デフォルトでは、安定した ECMAScript 機能のポリフィルのみが挿入されます。プロポーザルのポリフィルが必要な場合は、3つの異なるオプションがあります。

  • useBuiltIns: "entry" を使用する場合、プロポーザルポリフィル を直接インポートできます: import "core-js/proposals/string-replace-all"
  • useBuiltIns: "usage" を使用する場合、2つの異なる代替案があります。
    • shippedProposals オプションを true に設定します。これにより、ブラウザでしばらくの間出荷されているプロポーザルのポリフィルとトランスフォームが有効になります。
    • corejs: { version: "3.8", proposals: true } を使用します。これにより、core-js@3.8 でサポートされているすべてのプロポーザルのポリフィルが有効になります。

forceAllTransforms

boolean。デフォルトは false です。

Babel 7 の JavaScript 設定ファイル サポートにより、env が production に設定されている場合、すべてのトランスフォームを強制的に実行できます。

babel.config.js
module.exports = function(api) {
return {
presets: [
[
"@babel/preset-env",
{
targets: {
chrome: 59,
edge: 13,
firefox: 50,
},
// for uglifyjs...
forceAllTransforms: api.env("production"),
},
],
],
};
};
危険

targets.uglify は非推奨であり、これを優先して次のメジャーで削除されます。

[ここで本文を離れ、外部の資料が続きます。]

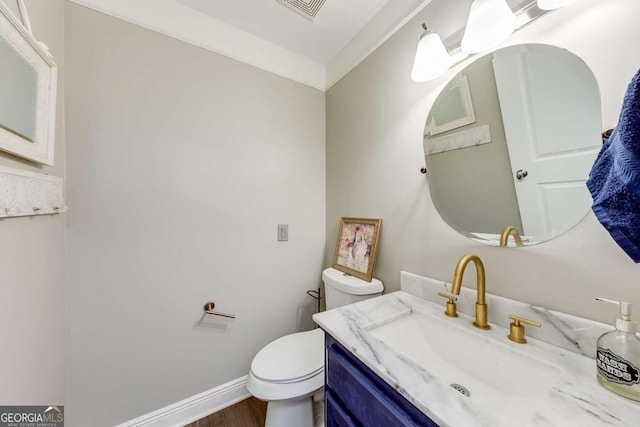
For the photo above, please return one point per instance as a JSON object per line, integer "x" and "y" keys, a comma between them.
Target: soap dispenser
{"x": 618, "y": 355}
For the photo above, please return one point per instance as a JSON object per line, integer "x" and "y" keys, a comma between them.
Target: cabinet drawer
{"x": 365, "y": 396}
{"x": 336, "y": 415}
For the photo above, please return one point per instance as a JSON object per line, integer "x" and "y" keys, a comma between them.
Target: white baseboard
{"x": 195, "y": 407}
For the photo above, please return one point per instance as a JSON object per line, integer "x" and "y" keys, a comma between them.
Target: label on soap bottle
{"x": 615, "y": 368}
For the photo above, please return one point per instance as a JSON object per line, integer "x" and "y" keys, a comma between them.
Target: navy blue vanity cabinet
{"x": 356, "y": 396}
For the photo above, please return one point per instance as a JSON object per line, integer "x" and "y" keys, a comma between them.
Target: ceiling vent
{"x": 307, "y": 8}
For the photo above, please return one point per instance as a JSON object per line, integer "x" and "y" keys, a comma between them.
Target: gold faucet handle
{"x": 451, "y": 304}
{"x": 516, "y": 330}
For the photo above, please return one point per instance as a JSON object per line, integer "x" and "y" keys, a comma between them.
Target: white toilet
{"x": 290, "y": 370}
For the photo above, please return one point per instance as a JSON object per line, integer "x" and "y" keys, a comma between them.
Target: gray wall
{"x": 375, "y": 121}
{"x": 478, "y": 176}
{"x": 32, "y": 294}
{"x": 181, "y": 163}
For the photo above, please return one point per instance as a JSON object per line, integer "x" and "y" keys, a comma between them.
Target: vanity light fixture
{"x": 490, "y": 23}
{"x": 432, "y": 59}
{"x": 553, "y": 4}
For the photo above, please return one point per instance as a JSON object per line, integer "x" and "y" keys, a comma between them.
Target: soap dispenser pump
{"x": 618, "y": 355}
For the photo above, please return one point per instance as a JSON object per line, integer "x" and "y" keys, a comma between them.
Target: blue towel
{"x": 614, "y": 181}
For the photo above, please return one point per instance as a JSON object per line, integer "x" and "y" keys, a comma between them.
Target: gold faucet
{"x": 504, "y": 237}
{"x": 481, "y": 305}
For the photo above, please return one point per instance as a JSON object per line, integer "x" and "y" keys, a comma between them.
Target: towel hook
{"x": 210, "y": 305}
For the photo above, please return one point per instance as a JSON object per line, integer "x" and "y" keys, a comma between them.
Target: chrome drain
{"x": 461, "y": 389}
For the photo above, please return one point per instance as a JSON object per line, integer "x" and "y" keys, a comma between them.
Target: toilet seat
{"x": 289, "y": 367}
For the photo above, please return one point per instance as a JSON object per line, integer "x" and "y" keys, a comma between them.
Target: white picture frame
{"x": 455, "y": 108}
{"x": 39, "y": 148}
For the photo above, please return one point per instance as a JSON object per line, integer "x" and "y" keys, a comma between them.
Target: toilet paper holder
{"x": 210, "y": 305}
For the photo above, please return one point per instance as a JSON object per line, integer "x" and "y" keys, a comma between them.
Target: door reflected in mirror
{"x": 524, "y": 159}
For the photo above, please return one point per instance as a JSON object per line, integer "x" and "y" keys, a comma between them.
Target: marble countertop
{"x": 565, "y": 341}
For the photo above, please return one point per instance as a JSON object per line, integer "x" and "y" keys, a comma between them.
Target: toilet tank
{"x": 342, "y": 289}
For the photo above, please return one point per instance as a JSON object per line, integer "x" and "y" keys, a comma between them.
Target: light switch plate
{"x": 283, "y": 232}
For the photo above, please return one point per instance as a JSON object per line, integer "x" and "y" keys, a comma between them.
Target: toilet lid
{"x": 293, "y": 357}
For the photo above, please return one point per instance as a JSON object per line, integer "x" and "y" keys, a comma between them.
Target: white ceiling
{"x": 337, "y": 22}
{"x": 266, "y": 34}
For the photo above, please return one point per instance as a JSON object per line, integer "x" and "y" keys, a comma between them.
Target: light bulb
{"x": 490, "y": 22}
{"x": 432, "y": 59}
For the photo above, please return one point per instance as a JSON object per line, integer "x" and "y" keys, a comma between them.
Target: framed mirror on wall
{"x": 524, "y": 161}
{"x": 28, "y": 84}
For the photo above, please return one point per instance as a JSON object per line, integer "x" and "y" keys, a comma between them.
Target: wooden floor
{"x": 248, "y": 413}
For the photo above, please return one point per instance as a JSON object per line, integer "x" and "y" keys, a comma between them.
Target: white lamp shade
{"x": 432, "y": 59}
{"x": 553, "y": 4}
{"x": 490, "y": 22}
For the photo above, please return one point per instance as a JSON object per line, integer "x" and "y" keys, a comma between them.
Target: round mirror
{"x": 510, "y": 142}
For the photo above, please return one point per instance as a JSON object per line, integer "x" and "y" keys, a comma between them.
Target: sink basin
{"x": 499, "y": 377}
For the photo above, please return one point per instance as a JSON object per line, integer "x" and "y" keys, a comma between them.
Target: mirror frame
{"x": 41, "y": 149}
{"x": 494, "y": 238}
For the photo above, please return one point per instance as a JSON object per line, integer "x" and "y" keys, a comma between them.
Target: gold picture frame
{"x": 357, "y": 246}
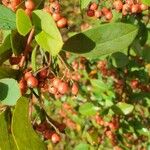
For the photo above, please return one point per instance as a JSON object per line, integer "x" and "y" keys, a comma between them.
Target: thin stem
{"x": 26, "y": 51}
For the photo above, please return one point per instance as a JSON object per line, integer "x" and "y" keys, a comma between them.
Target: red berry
{"x": 98, "y": 13}
{"x": 55, "y": 138}
{"x": 143, "y": 7}
{"x": 118, "y": 5}
{"x": 32, "y": 82}
{"x": 135, "y": 8}
{"x": 29, "y": 4}
{"x": 52, "y": 89}
{"x": 28, "y": 12}
{"x": 22, "y": 86}
{"x": 134, "y": 84}
{"x": 109, "y": 15}
{"x": 55, "y": 7}
{"x": 43, "y": 73}
{"x": 27, "y": 75}
{"x": 63, "y": 88}
{"x": 56, "y": 16}
{"x": 75, "y": 89}
{"x": 125, "y": 9}
{"x": 93, "y": 6}
{"x": 56, "y": 82}
{"x": 90, "y": 13}
{"x": 105, "y": 10}
{"x": 62, "y": 22}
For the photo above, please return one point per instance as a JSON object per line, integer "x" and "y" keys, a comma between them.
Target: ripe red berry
{"x": 55, "y": 138}
{"x": 22, "y": 86}
{"x": 118, "y": 5}
{"x": 56, "y": 82}
{"x": 28, "y": 12}
{"x": 29, "y": 4}
{"x": 43, "y": 74}
{"x": 52, "y": 89}
{"x": 32, "y": 82}
{"x": 93, "y": 6}
{"x": 134, "y": 8}
{"x": 143, "y": 7}
{"x": 109, "y": 15}
{"x": 98, "y": 13}
{"x": 75, "y": 88}
{"x": 55, "y": 7}
{"x": 90, "y": 13}
{"x": 56, "y": 16}
{"x": 105, "y": 10}
{"x": 63, "y": 88}
{"x": 27, "y": 75}
{"x": 62, "y": 22}
{"x": 134, "y": 84}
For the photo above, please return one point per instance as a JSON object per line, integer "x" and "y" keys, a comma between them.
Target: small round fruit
{"x": 52, "y": 90}
{"x": 75, "y": 89}
{"x": 109, "y": 15}
{"x": 22, "y": 86}
{"x": 43, "y": 74}
{"x": 135, "y": 8}
{"x": 61, "y": 23}
{"x": 56, "y": 82}
{"x": 27, "y": 75}
{"x": 93, "y": 6}
{"x": 105, "y": 10}
{"x": 143, "y": 7}
{"x": 90, "y": 13}
{"x": 32, "y": 82}
{"x": 28, "y": 12}
{"x": 118, "y": 5}
{"x": 98, "y": 13}
{"x": 29, "y": 4}
{"x": 63, "y": 88}
{"x": 55, "y": 138}
{"x": 56, "y": 16}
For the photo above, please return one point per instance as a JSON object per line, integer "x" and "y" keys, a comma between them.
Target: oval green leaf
{"x": 7, "y": 18}
{"x": 119, "y": 59}
{"x": 9, "y": 91}
{"x": 102, "y": 40}
{"x": 6, "y": 138}
{"x": 22, "y": 130}
{"x": 23, "y": 22}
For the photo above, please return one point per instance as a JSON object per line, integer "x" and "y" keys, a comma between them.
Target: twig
{"x": 30, "y": 37}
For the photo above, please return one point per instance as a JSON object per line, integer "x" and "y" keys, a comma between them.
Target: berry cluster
{"x": 54, "y": 10}
{"x": 60, "y": 87}
{"x": 127, "y": 7}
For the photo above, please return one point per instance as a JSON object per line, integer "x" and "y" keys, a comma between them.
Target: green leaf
{"x": 49, "y": 37}
{"x": 146, "y": 2}
{"x": 6, "y": 139}
{"x": 17, "y": 47}
{"x": 44, "y": 21}
{"x": 84, "y": 3}
{"x": 5, "y": 46}
{"x": 87, "y": 109}
{"x": 7, "y": 18}
{"x": 23, "y": 22}
{"x": 119, "y": 59}
{"x": 22, "y": 130}
{"x": 48, "y": 43}
{"x": 6, "y": 72}
{"x": 123, "y": 108}
{"x": 9, "y": 91}
{"x": 82, "y": 146}
{"x": 33, "y": 59}
{"x": 102, "y": 40}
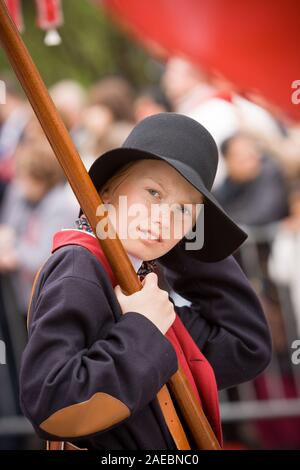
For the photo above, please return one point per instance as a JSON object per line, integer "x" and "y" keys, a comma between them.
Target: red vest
{"x": 196, "y": 367}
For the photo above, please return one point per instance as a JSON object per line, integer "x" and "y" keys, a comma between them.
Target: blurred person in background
{"x": 254, "y": 191}
{"x": 213, "y": 101}
{"x": 69, "y": 98}
{"x": 95, "y": 122}
{"x": 31, "y": 212}
{"x": 284, "y": 262}
{"x": 151, "y": 100}
{"x": 14, "y": 115}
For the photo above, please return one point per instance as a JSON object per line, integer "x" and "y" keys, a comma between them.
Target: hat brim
{"x": 222, "y": 236}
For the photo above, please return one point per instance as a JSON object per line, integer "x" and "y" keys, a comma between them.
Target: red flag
{"x": 253, "y": 44}
{"x": 49, "y": 14}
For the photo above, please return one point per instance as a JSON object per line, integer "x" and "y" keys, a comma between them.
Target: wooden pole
{"x": 90, "y": 200}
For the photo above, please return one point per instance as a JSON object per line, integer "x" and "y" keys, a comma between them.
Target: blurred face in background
{"x": 243, "y": 159}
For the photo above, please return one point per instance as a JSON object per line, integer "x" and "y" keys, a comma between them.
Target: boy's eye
{"x": 184, "y": 210}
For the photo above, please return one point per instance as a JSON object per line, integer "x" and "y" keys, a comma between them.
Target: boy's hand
{"x": 150, "y": 301}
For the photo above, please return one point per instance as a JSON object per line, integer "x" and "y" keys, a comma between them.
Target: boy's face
{"x": 161, "y": 208}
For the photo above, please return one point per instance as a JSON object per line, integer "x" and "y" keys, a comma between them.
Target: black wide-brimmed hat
{"x": 189, "y": 148}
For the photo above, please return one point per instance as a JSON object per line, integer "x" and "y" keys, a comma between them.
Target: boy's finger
{"x": 151, "y": 279}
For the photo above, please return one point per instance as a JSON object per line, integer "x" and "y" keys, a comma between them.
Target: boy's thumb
{"x": 118, "y": 291}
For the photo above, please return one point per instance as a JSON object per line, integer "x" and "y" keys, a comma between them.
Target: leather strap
{"x": 172, "y": 419}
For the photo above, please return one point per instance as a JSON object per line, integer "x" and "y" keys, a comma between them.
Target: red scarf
{"x": 195, "y": 366}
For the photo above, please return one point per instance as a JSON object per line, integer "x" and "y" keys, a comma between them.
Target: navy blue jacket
{"x": 90, "y": 375}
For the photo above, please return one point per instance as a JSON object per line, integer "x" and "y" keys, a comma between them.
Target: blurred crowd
{"x": 258, "y": 183}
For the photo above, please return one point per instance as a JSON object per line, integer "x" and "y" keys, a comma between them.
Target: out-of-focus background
{"x": 104, "y": 79}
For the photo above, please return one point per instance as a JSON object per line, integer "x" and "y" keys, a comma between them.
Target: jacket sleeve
{"x": 83, "y": 372}
{"x": 225, "y": 317}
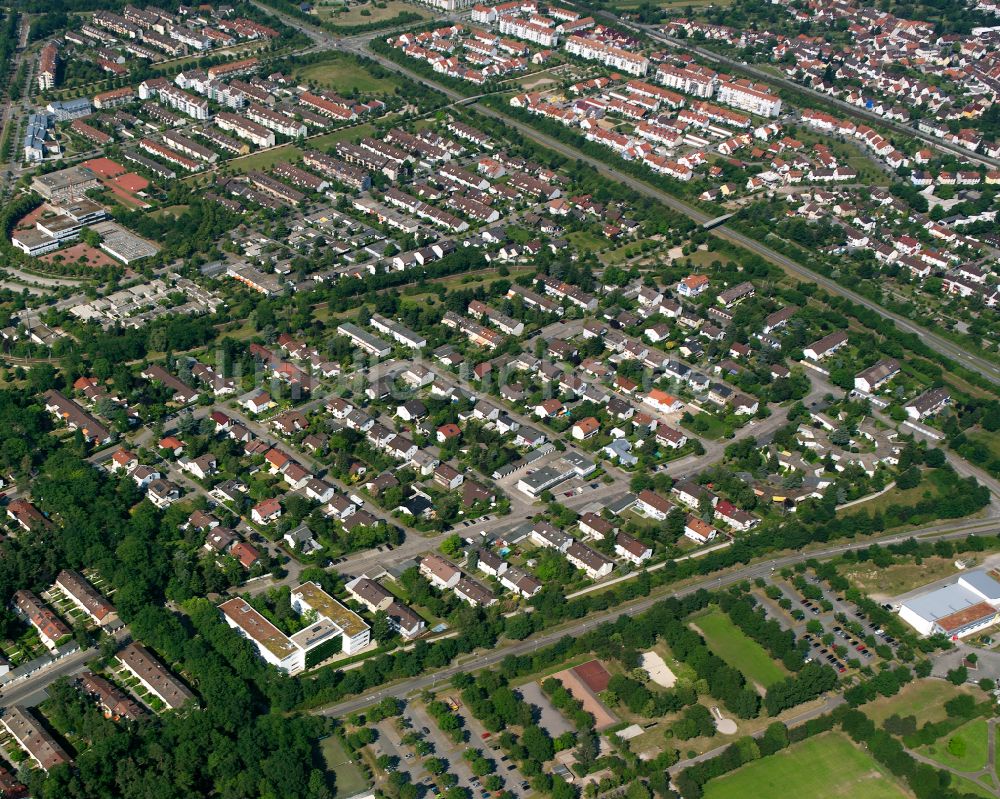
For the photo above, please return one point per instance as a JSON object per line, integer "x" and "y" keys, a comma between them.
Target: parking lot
{"x": 836, "y": 644}
{"x": 390, "y": 743}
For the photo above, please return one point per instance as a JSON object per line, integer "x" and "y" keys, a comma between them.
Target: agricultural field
{"x": 828, "y": 766}
{"x": 732, "y": 645}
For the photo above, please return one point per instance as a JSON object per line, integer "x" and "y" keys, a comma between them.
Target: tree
{"x": 452, "y": 546}
{"x": 538, "y": 743}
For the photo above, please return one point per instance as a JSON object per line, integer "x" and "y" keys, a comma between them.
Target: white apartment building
{"x": 180, "y": 100}
{"x": 285, "y": 125}
{"x": 686, "y": 80}
{"x": 529, "y": 31}
{"x": 610, "y": 56}
{"x": 750, "y": 99}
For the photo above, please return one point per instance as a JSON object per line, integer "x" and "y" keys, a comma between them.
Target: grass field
{"x": 972, "y": 744}
{"x": 705, "y": 258}
{"x": 622, "y": 253}
{"x": 342, "y": 15}
{"x": 731, "y": 644}
{"x": 962, "y": 785}
{"x": 345, "y": 75}
{"x": 923, "y": 699}
{"x": 264, "y": 160}
{"x": 898, "y": 578}
{"x": 585, "y": 240}
{"x": 343, "y": 134}
{"x": 350, "y": 778}
{"x": 828, "y": 766}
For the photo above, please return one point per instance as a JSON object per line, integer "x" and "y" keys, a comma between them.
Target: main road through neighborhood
{"x": 480, "y": 660}
{"x": 942, "y": 345}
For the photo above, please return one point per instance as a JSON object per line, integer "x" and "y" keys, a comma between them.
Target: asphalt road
{"x": 480, "y": 661}
{"x": 938, "y": 343}
{"x": 769, "y": 77}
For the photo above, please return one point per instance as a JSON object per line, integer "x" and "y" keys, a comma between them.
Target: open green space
{"x": 262, "y": 160}
{"x": 345, "y": 75}
{"x": 923, "y": 699}
{"x": 344, "y": 15}
{"x": 828, "y": 766}
{"x": 965, "y": 749}
{"x": 900, "y": 577}
{"x": 624, "y": 252}
{"x": 343, "y": 134}
{"x": 587, "y": 241}
{"x": 731, "y": 644}
{"x": 707, "y": 425}
{"x": 350, "y": 778}
{"x": 963, "y": 785}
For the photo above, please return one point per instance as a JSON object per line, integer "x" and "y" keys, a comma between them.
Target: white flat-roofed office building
{"x": 365, "y": 340}
{"x": 956, "y": 610}
{"x": 310, "y": 597}
{"x": 398, "y": 332}
{"x": 271, "y": 644}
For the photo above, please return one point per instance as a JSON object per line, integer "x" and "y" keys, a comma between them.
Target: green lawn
{"x": 624, "y": 252}
{"x": 828, "y": 766}
{"x": 352, "y": 132}
{"x": 731, "y": 644}
{"x": 962, "y": 785}
{"x": 350, "y": 778}
{"x": 586, "y": 241}
{"x": 923, "y": 699}
{"x": 344, "y": 74}
{"x": 342, "y": 15}
{"x": 963, "y": 750}
{"x": 707, "y": 425}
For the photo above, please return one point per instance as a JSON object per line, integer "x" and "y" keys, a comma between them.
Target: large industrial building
{"x": 957, "y": 610}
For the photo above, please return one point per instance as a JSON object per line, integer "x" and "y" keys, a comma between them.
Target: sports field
{"x": 731, "y": 644}
{"x": 828, "y": 766}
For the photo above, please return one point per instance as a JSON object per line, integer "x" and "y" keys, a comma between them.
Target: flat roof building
{"x": 154, "y": 676}
{"x": 33, "y": 738}
{"x": 356, "y": 633}
{"x": 271, "y": 644}
{"x": 87, "y": 598}
{"x": 957, "y": 610}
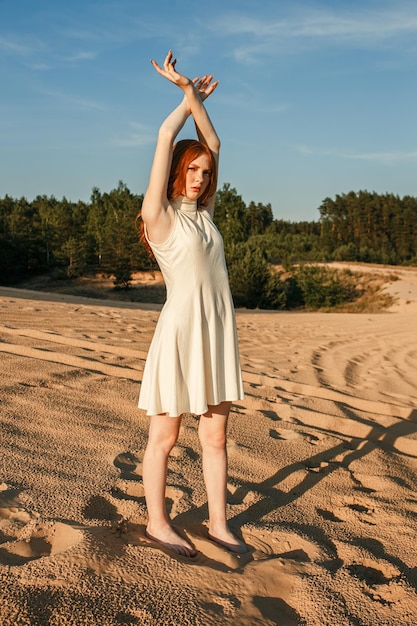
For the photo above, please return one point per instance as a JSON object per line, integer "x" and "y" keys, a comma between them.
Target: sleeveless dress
{"x": 193, "y": 359}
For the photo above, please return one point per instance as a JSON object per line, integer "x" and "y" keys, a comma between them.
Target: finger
{"x": 156, "y": 66}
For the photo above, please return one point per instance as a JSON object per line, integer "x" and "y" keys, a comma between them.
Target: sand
{"x": 323, "y": 471}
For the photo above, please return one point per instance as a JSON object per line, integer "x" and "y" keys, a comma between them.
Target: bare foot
{"x": 228, "y": 540}
{"x": 172, "y": 540}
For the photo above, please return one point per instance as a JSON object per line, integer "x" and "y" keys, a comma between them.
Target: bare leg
{"x": 212, "y": 432}
{"x": 163, "y": 434}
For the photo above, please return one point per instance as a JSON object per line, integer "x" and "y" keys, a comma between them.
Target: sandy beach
{"x": 322, "y": 464}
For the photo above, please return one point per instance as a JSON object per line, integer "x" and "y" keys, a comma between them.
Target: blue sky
{"x": 316, "y": 98}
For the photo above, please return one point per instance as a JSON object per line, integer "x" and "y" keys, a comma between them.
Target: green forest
{"x": 70, "y": 239}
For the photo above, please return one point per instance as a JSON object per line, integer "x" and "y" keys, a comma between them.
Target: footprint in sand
{"x": 23, "y": 538}
{"x": 129, "y": 465}
{"x": 356, "y": 509}
{"x": 130, "y": 486}
{"x": 380, "y": 580}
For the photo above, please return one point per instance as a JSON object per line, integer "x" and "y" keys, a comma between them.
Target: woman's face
{"x": 198, "y": 177}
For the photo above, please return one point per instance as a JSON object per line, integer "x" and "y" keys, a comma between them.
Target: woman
{"x": 193, "y": 361}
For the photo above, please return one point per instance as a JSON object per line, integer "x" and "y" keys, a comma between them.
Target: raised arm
{"x": 196, "y": 91}
{"x": 155, "y": 202}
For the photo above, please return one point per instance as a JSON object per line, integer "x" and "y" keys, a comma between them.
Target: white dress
{"x": 193, "y": 359}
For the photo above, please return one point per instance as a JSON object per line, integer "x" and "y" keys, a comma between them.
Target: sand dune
{"x": 323, "y": 471}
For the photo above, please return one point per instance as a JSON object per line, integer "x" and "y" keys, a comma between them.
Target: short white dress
{"x": 193, "y": 359}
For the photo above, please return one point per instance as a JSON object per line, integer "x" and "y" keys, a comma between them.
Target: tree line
{"x": 68, "y": 239}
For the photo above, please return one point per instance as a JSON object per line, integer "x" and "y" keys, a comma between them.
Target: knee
{"x": 213, "y": 440}
{"x": 162, "y": 444}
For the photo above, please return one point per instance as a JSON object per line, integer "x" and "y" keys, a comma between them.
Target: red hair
{"x": 184, "y": 153}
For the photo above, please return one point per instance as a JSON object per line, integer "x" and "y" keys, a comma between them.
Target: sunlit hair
{"x": 184, "y": 153}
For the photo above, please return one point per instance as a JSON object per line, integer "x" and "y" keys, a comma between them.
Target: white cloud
{"x": 139, "y": 135}
{"x": 381, "y": 157}
{"x": 306, "y": 28}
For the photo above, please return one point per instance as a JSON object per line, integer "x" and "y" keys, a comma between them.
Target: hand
{"x": 169, "y": 72}
{"x": 204, "y": 86}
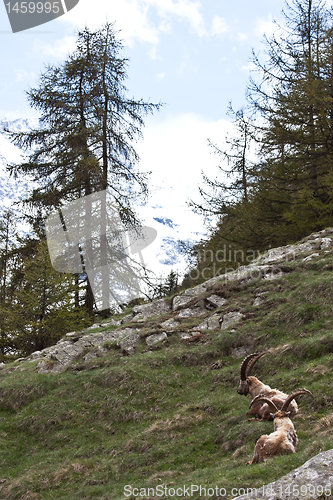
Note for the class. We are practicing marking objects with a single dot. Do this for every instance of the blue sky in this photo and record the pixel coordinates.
(192, 55)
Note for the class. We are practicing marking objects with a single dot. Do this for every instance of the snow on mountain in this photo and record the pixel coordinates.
(164, 212)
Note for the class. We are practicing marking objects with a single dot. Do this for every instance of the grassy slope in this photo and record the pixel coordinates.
(172, 416)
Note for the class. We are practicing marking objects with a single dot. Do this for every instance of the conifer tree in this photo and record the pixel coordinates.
(85, 143)
(293, 99)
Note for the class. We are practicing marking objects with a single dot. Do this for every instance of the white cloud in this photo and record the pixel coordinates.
(21, 75)
(185, 9)
(265, 26)
(132, 17)
(61, 48)
(219, 26)
(175, 150)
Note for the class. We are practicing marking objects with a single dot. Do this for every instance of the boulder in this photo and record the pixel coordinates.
(216, 300)
(183, 299)
(231, 319)
(156, 338)
(152, 309)
(169, 324)
(211, 323)
(191, 312)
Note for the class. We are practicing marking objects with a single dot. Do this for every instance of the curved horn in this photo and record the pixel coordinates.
(292, 396)
(246, 367)
(265, 400)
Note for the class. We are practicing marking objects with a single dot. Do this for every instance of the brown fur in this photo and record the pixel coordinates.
(259, 409)
(282, 440)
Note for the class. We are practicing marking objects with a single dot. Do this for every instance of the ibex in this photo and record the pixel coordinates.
(251, 385)
(284, 438)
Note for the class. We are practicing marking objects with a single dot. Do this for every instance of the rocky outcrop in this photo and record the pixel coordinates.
(208, 311)
(313, 480)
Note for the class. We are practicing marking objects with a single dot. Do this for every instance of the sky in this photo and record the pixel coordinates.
(192, 55)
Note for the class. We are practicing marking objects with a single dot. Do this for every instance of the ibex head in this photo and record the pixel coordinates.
(282, 412)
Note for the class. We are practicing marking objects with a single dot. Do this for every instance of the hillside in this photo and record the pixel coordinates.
(146, 402)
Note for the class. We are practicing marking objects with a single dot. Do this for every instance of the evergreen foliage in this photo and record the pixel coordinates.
(286, 193)
(85, 144)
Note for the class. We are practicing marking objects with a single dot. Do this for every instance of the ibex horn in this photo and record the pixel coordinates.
(292, 396)
(246, 367)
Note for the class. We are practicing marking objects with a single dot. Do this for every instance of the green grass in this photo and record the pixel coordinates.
(171, 416)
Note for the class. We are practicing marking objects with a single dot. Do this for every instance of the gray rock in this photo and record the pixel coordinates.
(239, 352)
(258, 301)
(187, 335)
(211, 323)
(231, 319)
(310, 257)
(111, 322)
(307, 482)
(66, 352)
(126, 319)
(169, 324)
(156, 338)
(216, 300)
(186, 297)
(326, 243)
(191, 313)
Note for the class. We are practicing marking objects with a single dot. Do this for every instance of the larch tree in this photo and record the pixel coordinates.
(88, 127)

デフォルトでは、このプリセットはターゲット環境に必要なすべての変換を実行します。出力が UglifyJS または ES5 のみをサポートする環境で実行される場合に役立つ、すべての変換を強制的に実行する場合は、このオプションを有効にします。

ヒント

ES6 構文をサポートする代替ミニファイアが必要な場合は、Terser をお勧めします。

configPath

string、デフォルトは process.cwd()

browserslist の設定検索が開始される開始点。見つかるまでシステムのルートまで昇順に検索されます。

ignoreBrowserslistConfig

boolean、デフォルトは false

browserslist 設定ソースを使用するかどうかを切り替えます。これには、browserslist ファイルを検索したり、package.json 内の browserslist キーを参照したりすることが含まれます。これは、Babel でコンパイルされないファイルに browserslist 設定を使用するプロジェクトに役立ちます。

browserslistEnv

追加: v7.10.0 string、デフォルトは undefined

使用する Browserslist 環境

shippedProposals

boolean、デフォルトは false

履歴
バージョン変更点
v7.14.0プライベートフィールドのブランドチェックを含める
v7.12.0クラスの静的ブロックとインポートアサーションを含める
v7.10.0クラスプロパティとプライベートメソッドを含める
v7.9.0数値区切り文字を含める

ブラウザで出荷された組み込み/機能提案のサポートを有効にするかどうかを切り替えます。ターゲット環境で機能提案のネイティブサポートがある場合は、変換を実行する代わりに、一致するパーサー構文プラグインが有効になります。提案はブラウザに実装される前に変更される可能性があるため、これは@babel/preset-stage-3 と同じ変換を有効にするわけではないことに注意してください。

現在、以下がサポートされています

useBuiltIns: "usage" を使用した場合に挿入される組み込み

機能

具体化された機能 これらの機能は、以前の Babel バージョンでは shippedProposals フラグの背後にありました。現在では一般的に利用可能です。

プリセットオプションの設定の詳細については、こちらを参照してください

注意事項

効果のない browserslist クエリ

op_mini all は有効な browserslist クエリですが、Opera Mini のサポートデータがないため、preset-env では現在無視されています。